The U.S. : “Hackers are stealing data today so quantum computers can crack it in a decade!” It knows … because it’s doing it, too.

Home / Uncategorized / The U.S. : “Hackers are stealing data today so quantum computers can crack it in a decade!” It knows … because it’s doing it, too.

The U.S. government is starting a generation-long battle against the threat next-generation computers pose to encryption … ignoring its own efforts in that regard.

BY:

Eric De Grasse
Chief Technology Officer
PROJECT COUNSEL MEDIA

 

28 June 2022 – While they wrestle with the immediate danger posed by daily hackers, U.S. government officials are preparing for another, longer-term threat: attackers who are collecting sensitive, encrypted data now in the hope that they’ll be able to unlock it at some point in the future.

The threat comes from quantum computers, which work very differently from the classical computers we use today. Instead of the traditional bits made of 1s and 0s, they use quantum bits that can represent different values at the same time. The complexity of quantum computers could make them much faster at certain tasks, allowing them to solve problems that remain practically impossible for modern machines – including breaking many of the encryption algorithms currently used to protect sensitive data such as personal, trade, and state secrets.

While quantum computers are still in their infancy, incredibly expensive and fraught with problems, officials say efforts to protect the country from this long-term danger need to begin right now. In a presentation made last week by Dustin Moody, a mathematician at the National Institute of Standards and Technology (NIST), he noted:

“The threat is that they copy down your encrypted data and hold on to it until they have a quantum computer. The threat of a nation-state adversary getting a large quantum computer and being able to access your information is real. Adversaries and nation states are likely doing it. It’s a very real threat that governments are aware of. They’re taking it seriously and they’re preparing for it. That’s what our project is doing”.

And if you still did not “get it” he’s talking about the Chinese.

He went on to say that faced with this “harvest now and decrypt later” strategy, officials are trying to develop and deploy new encryption algorithms to protect secrets against an emerging class of powerful machines. That includes the Department of Homeland Security, which says it is leading a long and difficult transition to what is known as post-quantum cryptography.
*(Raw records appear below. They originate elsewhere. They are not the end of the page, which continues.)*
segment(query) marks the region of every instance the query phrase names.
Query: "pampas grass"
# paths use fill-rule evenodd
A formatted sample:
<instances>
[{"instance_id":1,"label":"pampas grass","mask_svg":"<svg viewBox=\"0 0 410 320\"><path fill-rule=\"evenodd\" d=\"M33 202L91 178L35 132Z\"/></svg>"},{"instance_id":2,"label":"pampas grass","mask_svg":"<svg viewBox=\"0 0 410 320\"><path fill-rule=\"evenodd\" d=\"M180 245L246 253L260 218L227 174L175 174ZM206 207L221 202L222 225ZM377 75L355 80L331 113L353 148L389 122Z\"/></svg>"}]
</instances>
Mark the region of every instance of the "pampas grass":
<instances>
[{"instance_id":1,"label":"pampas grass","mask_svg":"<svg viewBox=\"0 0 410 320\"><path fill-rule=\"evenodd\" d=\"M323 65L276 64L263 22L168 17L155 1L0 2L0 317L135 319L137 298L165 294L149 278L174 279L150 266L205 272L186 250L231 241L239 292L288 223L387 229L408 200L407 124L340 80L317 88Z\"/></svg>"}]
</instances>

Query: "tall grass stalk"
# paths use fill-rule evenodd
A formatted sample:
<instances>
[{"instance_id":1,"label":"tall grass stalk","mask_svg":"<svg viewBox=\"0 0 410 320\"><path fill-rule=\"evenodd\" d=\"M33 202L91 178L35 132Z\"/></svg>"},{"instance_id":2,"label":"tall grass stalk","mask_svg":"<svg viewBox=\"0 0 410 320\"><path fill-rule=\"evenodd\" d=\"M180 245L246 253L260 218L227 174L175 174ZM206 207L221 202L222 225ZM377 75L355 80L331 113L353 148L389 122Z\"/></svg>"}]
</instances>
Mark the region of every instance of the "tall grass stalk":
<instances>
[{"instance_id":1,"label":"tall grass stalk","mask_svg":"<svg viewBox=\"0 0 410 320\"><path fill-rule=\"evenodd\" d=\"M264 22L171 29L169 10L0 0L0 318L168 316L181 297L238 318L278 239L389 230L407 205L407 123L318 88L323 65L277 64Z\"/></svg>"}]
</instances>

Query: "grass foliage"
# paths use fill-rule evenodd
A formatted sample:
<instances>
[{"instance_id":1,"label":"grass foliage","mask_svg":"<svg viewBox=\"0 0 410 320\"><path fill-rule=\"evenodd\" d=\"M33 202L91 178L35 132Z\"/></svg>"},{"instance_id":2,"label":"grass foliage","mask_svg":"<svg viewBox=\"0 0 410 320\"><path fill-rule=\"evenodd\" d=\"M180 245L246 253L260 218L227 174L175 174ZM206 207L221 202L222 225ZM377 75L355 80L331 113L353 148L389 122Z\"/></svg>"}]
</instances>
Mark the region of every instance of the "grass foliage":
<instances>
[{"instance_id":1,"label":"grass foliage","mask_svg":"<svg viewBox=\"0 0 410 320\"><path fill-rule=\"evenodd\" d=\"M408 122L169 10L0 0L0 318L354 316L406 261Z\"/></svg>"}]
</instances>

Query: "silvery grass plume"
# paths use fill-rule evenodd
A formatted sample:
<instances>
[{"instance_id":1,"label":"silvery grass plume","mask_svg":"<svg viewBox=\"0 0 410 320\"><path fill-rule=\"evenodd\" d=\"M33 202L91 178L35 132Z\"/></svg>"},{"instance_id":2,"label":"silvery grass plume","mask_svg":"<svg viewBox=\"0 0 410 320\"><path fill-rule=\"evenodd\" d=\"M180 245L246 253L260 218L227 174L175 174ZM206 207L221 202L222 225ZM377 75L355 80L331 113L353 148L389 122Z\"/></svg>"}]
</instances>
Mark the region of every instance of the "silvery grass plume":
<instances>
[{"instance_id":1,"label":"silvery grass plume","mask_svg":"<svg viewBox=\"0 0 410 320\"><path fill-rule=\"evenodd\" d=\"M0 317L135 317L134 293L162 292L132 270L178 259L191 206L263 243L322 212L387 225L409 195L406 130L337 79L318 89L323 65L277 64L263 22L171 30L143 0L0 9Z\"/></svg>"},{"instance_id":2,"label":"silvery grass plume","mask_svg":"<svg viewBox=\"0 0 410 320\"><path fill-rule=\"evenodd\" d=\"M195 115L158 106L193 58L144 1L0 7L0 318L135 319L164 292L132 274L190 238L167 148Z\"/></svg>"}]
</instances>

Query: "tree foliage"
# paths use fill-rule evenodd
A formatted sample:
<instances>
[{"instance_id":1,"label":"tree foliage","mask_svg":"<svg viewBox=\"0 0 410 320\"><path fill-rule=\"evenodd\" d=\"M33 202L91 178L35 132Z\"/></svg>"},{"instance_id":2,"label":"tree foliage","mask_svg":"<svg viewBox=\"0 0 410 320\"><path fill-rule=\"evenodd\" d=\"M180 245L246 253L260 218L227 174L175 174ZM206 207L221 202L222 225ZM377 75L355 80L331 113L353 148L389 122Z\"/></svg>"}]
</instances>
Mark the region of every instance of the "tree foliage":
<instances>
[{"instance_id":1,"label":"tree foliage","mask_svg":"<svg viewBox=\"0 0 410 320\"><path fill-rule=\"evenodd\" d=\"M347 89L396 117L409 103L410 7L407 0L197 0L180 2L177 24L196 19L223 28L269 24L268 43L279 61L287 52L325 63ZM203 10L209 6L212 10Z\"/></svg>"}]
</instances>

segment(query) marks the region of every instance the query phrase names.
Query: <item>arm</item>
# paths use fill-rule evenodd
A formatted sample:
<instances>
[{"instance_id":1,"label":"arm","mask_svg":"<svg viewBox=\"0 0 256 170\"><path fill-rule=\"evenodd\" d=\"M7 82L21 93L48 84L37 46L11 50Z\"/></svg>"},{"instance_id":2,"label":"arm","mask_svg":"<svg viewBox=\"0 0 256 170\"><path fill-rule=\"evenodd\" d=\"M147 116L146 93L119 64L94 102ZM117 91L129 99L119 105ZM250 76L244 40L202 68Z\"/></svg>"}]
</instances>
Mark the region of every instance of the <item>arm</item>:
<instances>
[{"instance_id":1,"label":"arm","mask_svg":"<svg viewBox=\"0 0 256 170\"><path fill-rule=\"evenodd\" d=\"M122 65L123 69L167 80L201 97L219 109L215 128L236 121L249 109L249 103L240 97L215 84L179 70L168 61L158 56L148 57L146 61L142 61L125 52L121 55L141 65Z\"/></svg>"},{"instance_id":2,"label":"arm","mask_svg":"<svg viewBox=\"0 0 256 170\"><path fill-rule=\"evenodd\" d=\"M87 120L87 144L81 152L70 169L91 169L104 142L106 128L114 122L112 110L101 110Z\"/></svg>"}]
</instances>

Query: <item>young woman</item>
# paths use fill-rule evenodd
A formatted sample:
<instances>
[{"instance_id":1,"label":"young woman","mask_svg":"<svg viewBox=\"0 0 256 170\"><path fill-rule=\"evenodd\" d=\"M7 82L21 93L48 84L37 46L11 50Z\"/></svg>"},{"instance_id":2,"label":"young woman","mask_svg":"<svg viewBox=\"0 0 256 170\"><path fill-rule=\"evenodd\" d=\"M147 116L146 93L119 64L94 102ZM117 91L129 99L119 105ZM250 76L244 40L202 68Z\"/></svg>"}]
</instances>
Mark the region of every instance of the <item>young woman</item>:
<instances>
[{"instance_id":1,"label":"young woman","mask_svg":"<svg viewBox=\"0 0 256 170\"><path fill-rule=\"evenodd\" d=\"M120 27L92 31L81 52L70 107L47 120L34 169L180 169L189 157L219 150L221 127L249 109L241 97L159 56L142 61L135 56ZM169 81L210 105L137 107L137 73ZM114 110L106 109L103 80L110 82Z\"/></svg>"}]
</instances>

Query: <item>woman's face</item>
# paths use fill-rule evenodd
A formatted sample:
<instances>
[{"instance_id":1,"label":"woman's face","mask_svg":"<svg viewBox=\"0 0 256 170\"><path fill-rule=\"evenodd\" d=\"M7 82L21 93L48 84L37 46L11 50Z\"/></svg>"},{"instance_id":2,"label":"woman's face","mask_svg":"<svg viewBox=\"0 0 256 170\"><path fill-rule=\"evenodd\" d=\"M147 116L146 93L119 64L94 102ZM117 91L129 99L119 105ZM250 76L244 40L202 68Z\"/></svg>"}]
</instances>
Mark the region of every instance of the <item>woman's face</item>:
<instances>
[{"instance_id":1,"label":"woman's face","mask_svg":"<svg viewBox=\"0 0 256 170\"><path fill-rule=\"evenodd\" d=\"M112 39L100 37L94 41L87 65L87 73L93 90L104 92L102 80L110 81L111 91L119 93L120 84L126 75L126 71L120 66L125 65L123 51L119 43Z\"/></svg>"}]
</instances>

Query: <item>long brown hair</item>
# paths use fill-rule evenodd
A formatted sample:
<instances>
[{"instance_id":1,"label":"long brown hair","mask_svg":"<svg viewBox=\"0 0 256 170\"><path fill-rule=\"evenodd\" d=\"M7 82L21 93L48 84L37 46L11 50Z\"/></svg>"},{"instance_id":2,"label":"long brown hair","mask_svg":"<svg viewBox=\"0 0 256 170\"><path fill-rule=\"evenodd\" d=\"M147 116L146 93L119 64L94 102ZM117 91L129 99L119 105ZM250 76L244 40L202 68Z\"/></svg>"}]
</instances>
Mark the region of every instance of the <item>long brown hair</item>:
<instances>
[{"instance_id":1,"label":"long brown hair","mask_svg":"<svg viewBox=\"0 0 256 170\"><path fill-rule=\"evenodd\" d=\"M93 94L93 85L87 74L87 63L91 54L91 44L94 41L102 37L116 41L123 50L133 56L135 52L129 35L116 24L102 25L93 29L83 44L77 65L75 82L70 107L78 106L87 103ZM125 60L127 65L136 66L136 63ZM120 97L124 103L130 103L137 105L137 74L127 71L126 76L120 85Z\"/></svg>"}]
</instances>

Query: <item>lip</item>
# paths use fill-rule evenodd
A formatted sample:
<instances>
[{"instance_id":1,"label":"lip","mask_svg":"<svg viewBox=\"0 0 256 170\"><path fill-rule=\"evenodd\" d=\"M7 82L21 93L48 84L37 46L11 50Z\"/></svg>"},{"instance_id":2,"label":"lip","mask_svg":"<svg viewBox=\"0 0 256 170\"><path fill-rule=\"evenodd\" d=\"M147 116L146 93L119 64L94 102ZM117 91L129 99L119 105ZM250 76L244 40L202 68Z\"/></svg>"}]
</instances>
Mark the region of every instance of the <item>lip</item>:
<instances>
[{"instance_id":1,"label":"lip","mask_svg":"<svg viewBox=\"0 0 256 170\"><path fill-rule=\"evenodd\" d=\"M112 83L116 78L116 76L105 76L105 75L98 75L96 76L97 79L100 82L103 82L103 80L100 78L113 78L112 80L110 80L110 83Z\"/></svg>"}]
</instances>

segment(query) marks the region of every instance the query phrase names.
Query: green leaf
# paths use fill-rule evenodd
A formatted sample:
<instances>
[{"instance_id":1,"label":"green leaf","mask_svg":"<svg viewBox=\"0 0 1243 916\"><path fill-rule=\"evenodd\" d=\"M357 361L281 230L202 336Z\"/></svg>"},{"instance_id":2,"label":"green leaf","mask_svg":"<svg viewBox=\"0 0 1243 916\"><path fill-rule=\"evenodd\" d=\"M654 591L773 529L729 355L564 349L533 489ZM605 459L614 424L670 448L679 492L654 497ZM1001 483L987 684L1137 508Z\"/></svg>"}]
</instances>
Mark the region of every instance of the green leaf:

Now, to be fair, this is actually EXACTLY what the U.S. is doing with its PRISM program and what the UK is doing with its Tempora program – extracting Internet communications (including directly from fibre-optic cables) so these can be processed and searched at a later time when quantum computing becomes available.

Although there may be a slight difference between the West and the East. Western intelligence knows the Chinese authorities are recording everything said on the Internet, even if it is encrypted, for that future use, given we might be only a decade or so away from quantum computing capabilities that would decrypt traditional public-key encryption on the Internet. And, no, that suggestion is not too fanciful, given the current quantum developments.

But what might be different is that with current technology Western agencies can record up to 5 days of much of the world’s Internet traffic for analysis. The Chinese state’s willingness and capacity to do something way beyond that level shows they want to exceed the West’s ambitions.

When we were at the quantum computing summit in Zurich earlier this year, most experts said it could still be a decade or more before quantum computers are able to accomplish anything useful. But with the spike of money pouring into the field in both China and the US, the race is on to make it happen — and to design better protections against quantum attacks. The U.S., through NIST, has been holding a contest since 2016 that aims to produce the first quantum-computer-proof algorithms by 2024.

But as we noted after that conference, transitioning to new cryptography is a notoriously tricky and lengthy task, and one it’s easy to ignore until it’s too late. It can be difficult to get for-profit organizations to spend on an abstract future threat years before that threat becomes reality. If organizations aren’t thinking about the transition now, and then they become overwhelmed by the time the NIST process has been completed and the sense of urgency is there, it increases the risk of accidental incidents. Rushing any such transition is never a good idea.

But … ya gotta make a buck someplace. As more organizations begin to consider the looming threat, a small and energetic industry has sprouted up, with companies already selling products that promise post-quantum cryptography. Experts at the Zurich event screamed “don’t buy them” because there is still no consensus about how such systems will need to work. Organizations need to wait until strong, standardized commercial solutions are available that implement the upcoming NIST recommendations to ensure interoperability as well as solutions that are strongly vetted and globally acceptable.

But many experts are pessimistic about how the transition will go. If it takes a long time for quantum computers to get to the point where they can solve a useful problem, I think companies will forget the hype and implement the weakest thing that comes out of NIST until they are suddenly reminded of the problem in 30 years. And that is exactly the scenario U.S. national security officials want to avoid.